Anak itu mendekat dan ikut bersandar.
"Aku selalu memikirkan ini. Jika waktu berjalan cepat, pagi menjadi sore, begitu seterusnya. Kak Asahi akan lulus, dan aku..."
"Nishinoya sayang, dengarkan... waktu akan terus berjalan. Tidak pernah berhenti. Aku juga selalu gelisah saat itu tiba. Tapi, aku sudah memutuskan kalau tidak lanjut kuliah." jelas Asahi.
Nishinoya terkejut, "Kenapa?"
"Kan sudah pernah kubilang, aku tidak yakin kalau aku bisa lanjut pendidikan. Kuliah itu butuh biaya jauh lebih besar, sedangkan aku tinggal bersama nenek dan kakek saja. Aku tidak enak meninggalkan mereka di rumah terus. Jadi, aku akan buka usaha toko bunga dan tanaman jamu di depan rumah. Kamu bisa berkunjung kapanpun," jawab Asahi.
Nishinoya masih melongo.
"Kalaupun nanti kamu pergi, maksudku ke luar kota untuk lanjut kuliah, aku akan sering datang berkunjung." lanjut Asahi.
Dia menatap Nishinoya yang berkaca-kaca matanya. Jel rambutnya sudah memudar, dan rambutnya beberapa mulai turun karena terhempas angin.
"Boleh kugenggam tanganmu?" tanya Asahi. Nishinoya hanya mengangguk. Tangan kirinya masih agak nyeri dan dia berjengit kecil. Lalu dia merasa tangannya hangat, sangat hangat. Hatinya juga. Nishinoya menangis dalam diam.

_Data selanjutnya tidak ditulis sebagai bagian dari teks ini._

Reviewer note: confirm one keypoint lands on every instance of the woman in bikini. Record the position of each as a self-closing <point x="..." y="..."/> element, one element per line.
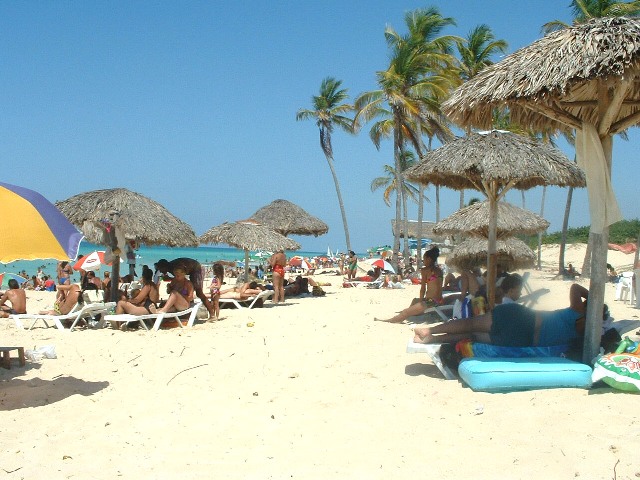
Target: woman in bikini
<point x="214" y="289"/>
<point x="180" y="292"/>
<point x="430" y="288"/>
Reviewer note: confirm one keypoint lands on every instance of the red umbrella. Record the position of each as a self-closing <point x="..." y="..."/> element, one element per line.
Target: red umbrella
<point x="90" y="262"/>
<point x="383" y="264"/>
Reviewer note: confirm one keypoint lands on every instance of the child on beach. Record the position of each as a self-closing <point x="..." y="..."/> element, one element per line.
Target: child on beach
<point x="214" y="288"/>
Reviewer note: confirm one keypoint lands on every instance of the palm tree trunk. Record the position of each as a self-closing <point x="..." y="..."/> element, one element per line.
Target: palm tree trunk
<point x="342" y="211"/>
<point x="586" y="264"/>
<point x="544" y="193"/>
<point x="565" y="226"/>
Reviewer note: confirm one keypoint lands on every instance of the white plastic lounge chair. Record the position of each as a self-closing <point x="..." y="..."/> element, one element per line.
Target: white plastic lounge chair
<point x="249" y="302"/>
<point x="433" y="350"/>
<point x="77" y="314"/>
<point x="445" y="312"/>
<point x="157" y="318"/>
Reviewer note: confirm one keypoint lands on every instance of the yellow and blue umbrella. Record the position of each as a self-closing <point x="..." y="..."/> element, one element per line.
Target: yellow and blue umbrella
<point x="33" y="228"/>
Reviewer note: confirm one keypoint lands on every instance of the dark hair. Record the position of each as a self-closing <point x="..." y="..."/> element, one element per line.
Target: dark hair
<point x="511" y="281"/>
<point x="433" y="253"/>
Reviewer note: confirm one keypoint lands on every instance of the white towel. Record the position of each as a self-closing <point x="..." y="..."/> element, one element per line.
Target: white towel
<point x="603" y="205"/>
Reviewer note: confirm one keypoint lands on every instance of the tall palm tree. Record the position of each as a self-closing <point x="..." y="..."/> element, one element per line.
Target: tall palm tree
<point x="388" y="183"/>
<point x="476" y="52"/>
<point x="329" y="111"/>
<point x="417" y="77"/>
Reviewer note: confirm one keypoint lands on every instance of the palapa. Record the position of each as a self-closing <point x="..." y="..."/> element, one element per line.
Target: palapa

"Nanti... akan kukompres tanganku pakai air hangat. Aku akan tidur cepat," ucap si kecil. Asahi mengangguk sambil tersenyum.
"Bagus. Oh iya, aku sangat suka musim gugur... karena sebentar lagi ulang tahunmu. Kamu ingin apa?"
Nishinoya melepaskan genggaman Asahi dan meninju perut kakak kelasnya itu lumayan keras.
"Aduh! Aduh! Ke-kenapa sih? Aku salah apa?"
Nishinoya menghapus air mata dan ingusnya. Dia menggeleng. Ampun, Asahi tidak mengerti isi hati adik kelasnya yang satu ini.
"Aku hanya ingin terus di samping Kak Asahi. Itu saja,"
Dan akhirnya si kecil itu memeluk si kakak berjenggot dengan erat. Angin terus berhembus menerbangkan ribuan momiji ke langit malam. Mereka yakin akan betemu fajar dan senja setiap hari, mengobrol, bercanda, berdebat, berpelukan, pegangan tangan, kecupan kecil, berbagi ubi bakar, dan membuat hari-hari menjadi hangat. Sehangat musim gugur.